The Penly nuclear power plant, located northeast of Dieppe, France.Employment prospects in many regions of Europe are just as encouraging. "If a talented student turns up today, he or she will have a work contract tomorrow, either from me or from a company we're collaborating with," says Joachim Knebel, head of nuclear safety research and acting head of neutron physics and reactor technology at KIT. The Areva Nuclear Professional School was established at KIT in February, funded by Areva, the Paris-based company that is the world's largest manufacturer of reactor components and nuclear fuel. It provides postgraduate training for young scientists and engineers specializing in various fields of nuclear engineering. The 30 PhD students enrolled at the school at any one time are paid by Areva and have a guarantee that they will be employed when their training is completed. Areva, with a workforce of 75,000 and
13.2 billion (US$17.2 billion) in global sales, is the market leader in the field and is now hiring about 1,000 people a month globally. Engineers of all sorts, from civil, electromechanical, chemical and process engineers to automation and computation experts, account for roughly one-half of newly hired staff.
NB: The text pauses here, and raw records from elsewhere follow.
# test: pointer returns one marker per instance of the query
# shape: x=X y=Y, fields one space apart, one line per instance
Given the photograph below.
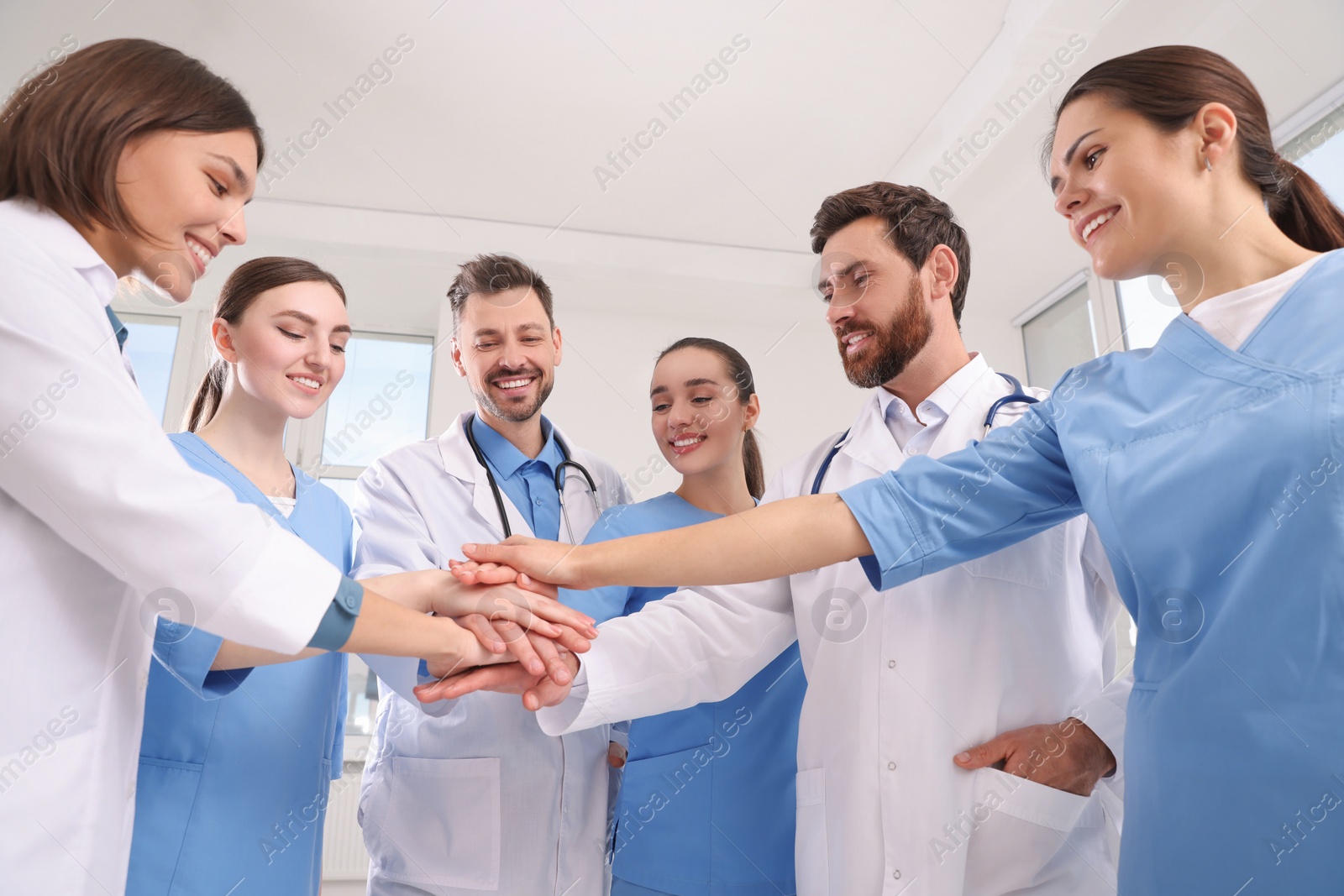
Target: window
x=152 y=343
x=1061 y=336
x=1319 y=150
x=382 y=402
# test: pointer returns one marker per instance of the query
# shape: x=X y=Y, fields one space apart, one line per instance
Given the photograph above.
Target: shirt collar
x=944 y=399
x=506 y=458
x=60 y=239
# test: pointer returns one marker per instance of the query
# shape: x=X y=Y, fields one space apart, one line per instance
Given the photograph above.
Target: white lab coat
x=470 y=794
x=102 y=524
x=898 y=683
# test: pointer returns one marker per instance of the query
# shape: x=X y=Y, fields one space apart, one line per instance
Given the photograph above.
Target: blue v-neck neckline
x=241 y=484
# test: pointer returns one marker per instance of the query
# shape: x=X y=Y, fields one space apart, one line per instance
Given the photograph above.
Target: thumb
x=985 y=754
x=487 y=553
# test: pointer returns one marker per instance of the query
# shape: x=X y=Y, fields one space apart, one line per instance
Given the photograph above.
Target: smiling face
x=187 y=192
x=288 y=349
x=696 y=417
x=507 y=349
x=1126 y=190
x=875 y=302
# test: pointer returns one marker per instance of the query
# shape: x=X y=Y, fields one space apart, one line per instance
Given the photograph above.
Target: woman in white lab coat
x=125 y=156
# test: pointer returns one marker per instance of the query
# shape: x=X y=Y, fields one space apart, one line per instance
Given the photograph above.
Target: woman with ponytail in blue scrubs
x=239 y=745
x=1210 y=465
x=706 y=805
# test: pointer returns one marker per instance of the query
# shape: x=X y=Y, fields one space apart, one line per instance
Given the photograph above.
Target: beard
x=894 y=344
x=517 y=411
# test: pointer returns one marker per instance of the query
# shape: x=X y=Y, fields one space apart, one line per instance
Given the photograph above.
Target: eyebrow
x=848 y=270
x=234 y=167
x=692 y=382
x=312 y=322
x=1068 y=157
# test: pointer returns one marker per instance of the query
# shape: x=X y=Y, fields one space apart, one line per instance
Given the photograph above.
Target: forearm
x=773 y=540
x=239 y=656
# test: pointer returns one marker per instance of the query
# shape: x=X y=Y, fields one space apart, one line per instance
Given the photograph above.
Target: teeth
x=1095 y=223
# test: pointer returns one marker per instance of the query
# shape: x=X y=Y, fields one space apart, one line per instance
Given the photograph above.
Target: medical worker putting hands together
x=470 y=794
x=1209 y=465
x=1010 y=658
x=134 y=159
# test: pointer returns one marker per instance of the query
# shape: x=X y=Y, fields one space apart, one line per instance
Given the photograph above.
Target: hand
x=1066 y=757
x=474 y=573
x=538 y=689
x=542 y=560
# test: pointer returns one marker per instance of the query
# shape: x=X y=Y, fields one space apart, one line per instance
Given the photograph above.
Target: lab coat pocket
x=436 y=821
x=1037 y=804
x=1035 y=563
x=811 y=846
x=165 y=792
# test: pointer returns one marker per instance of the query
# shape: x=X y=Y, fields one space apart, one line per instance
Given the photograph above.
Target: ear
x=752 y=412
x=1215 y=125
x=223 y=340
x=941 y=268
x=456 y=349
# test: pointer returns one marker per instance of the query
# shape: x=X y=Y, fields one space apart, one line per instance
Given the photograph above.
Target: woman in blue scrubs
x=707 y=802
x=239 y=745
x=1210 y=465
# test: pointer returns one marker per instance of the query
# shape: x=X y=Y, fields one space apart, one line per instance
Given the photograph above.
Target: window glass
x=382 y=402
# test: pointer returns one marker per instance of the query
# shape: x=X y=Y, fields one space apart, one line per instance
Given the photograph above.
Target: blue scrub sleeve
x=932 y=513
x=187 y=653
x=339 y=621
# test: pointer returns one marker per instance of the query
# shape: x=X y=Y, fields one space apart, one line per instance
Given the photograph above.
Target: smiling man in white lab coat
x=470 y=795
x=917 y=694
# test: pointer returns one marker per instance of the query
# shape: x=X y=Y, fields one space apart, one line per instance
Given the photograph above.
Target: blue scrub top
x=235 y=765
x=1214 y=479
x=707 y=801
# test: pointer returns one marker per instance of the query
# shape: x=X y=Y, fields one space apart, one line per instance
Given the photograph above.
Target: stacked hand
x=501 y=618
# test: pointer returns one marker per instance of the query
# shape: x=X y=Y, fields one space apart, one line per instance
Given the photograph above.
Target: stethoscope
x=559 y=481
x=1012 y=398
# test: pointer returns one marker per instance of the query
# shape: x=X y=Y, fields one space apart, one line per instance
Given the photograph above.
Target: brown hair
x=917 y=223
x=242 y=288
x=1169 y=85
x=739 y=372
x=492 y=275
x=62 y=137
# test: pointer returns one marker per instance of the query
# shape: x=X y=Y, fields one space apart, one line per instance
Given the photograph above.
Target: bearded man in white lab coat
x=961 y=734
x=470 y=795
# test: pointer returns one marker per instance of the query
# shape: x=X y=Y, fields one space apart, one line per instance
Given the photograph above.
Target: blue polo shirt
x=528 y=483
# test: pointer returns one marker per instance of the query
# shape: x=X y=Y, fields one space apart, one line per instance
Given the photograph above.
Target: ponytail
x=1304 y=212
x=754 y=468
x=208 y=396
x=1169 y=85
x=739 y=372
x=242 y=288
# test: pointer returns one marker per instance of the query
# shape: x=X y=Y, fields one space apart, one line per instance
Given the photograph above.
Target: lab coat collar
x=460 y=463
x=60 y=241
x=871 y=443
Ongoing technological challenges should provide work for the most enterprising. Generation IV nuclear reactors are intended to replace current types such as the European Pressurized Reactor (also called Evolutionary Power Reactor or just EPR), a generation III reactor design that uses water under high pressure as coolant. A mammoth research and development challenge ahead is the next generation of thermal and fast reactors (where the chain reaction is sustained by fast neutrons), which are designed to produce significantly less radioactive waste, to cost less and to be less vulnerable to violent attack. In principle, these systems would partition and reprocess nuclear waste repeatedly, which will require new technologies and new materials. These reactors could become commercially available in 20 to 30 years' time.
With the problem of safe nuclear-waste disposal unresolved, and the no less worrisome risk of proliferation of weapon-grade uranium and plutonium, nuclear power has not ceased to be controversial. But resistance to the peaceful use of nuclear energy, commonplace in global youth counterculture from the 1960s to the 1980s, has lost its fury. "Today's generation of engineering students couldn't care less about the nuclear resentments of old," says Knebel.
Significant advances in reactor safety and nuclear fuel reprocessing technologies have helped. But it's the risk of unabated global warming that has made carbon-free nuclear power more acceptable, notes Annette Heinzel, a 35-year-old materials scientist at KIT who develops lead-cooled steel for the next reactor generation. "Back in 1999, most of my friends were a bit shocked when I left geology to pursue a career in nuclear reactor technology," she says. "Ten years on, things have changed quite a lot. People have become more open-minded and most find it easy now to accept what I'm doing."